Each customer's action on a website generates data, and not just high-level interactions such as buying something but also something as simple as using a search engine or navigating through a site. All these interactions between digital service providers, and the consumer can be recorded, and stored in digital databases. These large data sets contain information helpful to business marketing strategies, both - for retrospective analysis, as well as for data-driven forecasting.
Organizations have typically invested large amounts of money into developing their web sites and web strategy and they would like to know what return they are receiving on their investment. Most sites use hits and page views as measure of success of the web site, which clearly is not going to answer their questions. A website is commonly used for:
-Providing product/company information
-Providing customer support
Typical questions that an e-retailer needs to answer are:
- How to increase browser to buyer conversion rate?
- How to increase web retention rate? (Defined as ratio of number of browsers who return to the web site within certain window of time to the total number of browsers.)
- How to reduce clicks-to-close value? (Smaller number indicates that customers are finding easier what they looking for. To reduce this value personalization of web services is a right approach.
- Does the web site design satisfy the needs of various customer segments?

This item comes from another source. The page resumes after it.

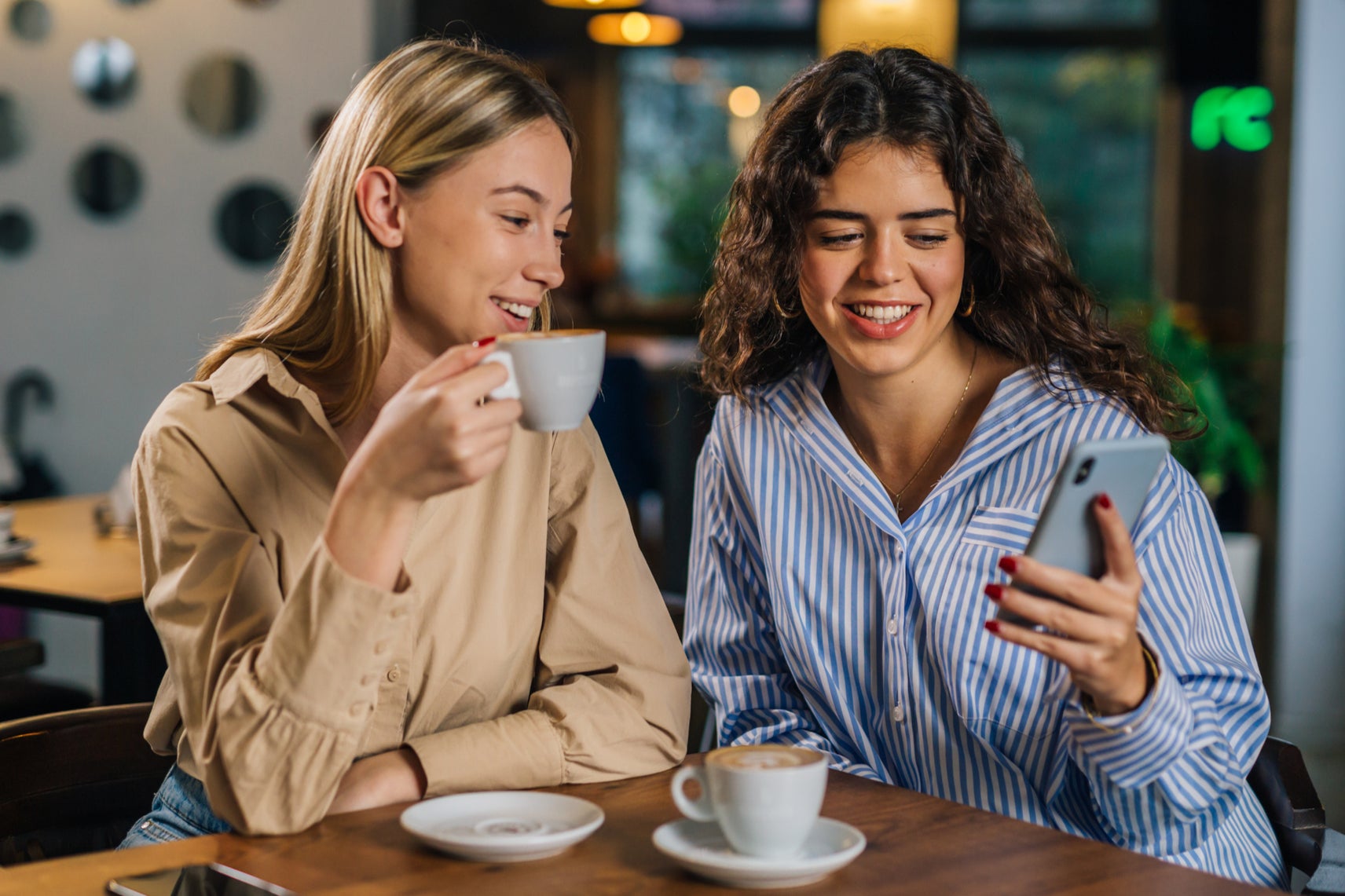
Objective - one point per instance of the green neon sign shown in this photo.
(1237, 115)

Using page hits will NOT provide answer for any of these goals. Current traffic analysis tools are geared at providing high-level predefined reports about domain names, IP addresses, browsers, cookies and other machine-to-machine activity. These server activity reports simply do not provide the type of bottom-line analysis that e-tailers, service providers, marketers and advertisers in the business world have come to demand. These software packages (i.e., web analysis tools) originated from the need to report on the activity of the web server and not on the activity of the user.
Web mining may be subdivided into:
- Web-content mining
- Web-structure mining
- Web-usage mining.
- User profile data
Web-content mining is the mining of Internet pages, common in the next generation of XML/RKF-based search engines/Web spiders.
Web-structure mining is the application of data mining to reconstruct the structure of a Web site or sites.
Web-usage mining is mining of log files and associated data from a particular Web site to discover knowledge of browser and buyer behavior on that site. User profile data, such as demographic information about the users of the web-site, registration data and customer profile information can provide valuable information of its customers, and can be platform for segmentation and profiling. Web-usage mining is what is widely understood to be web mining and it is main subject of this introduction.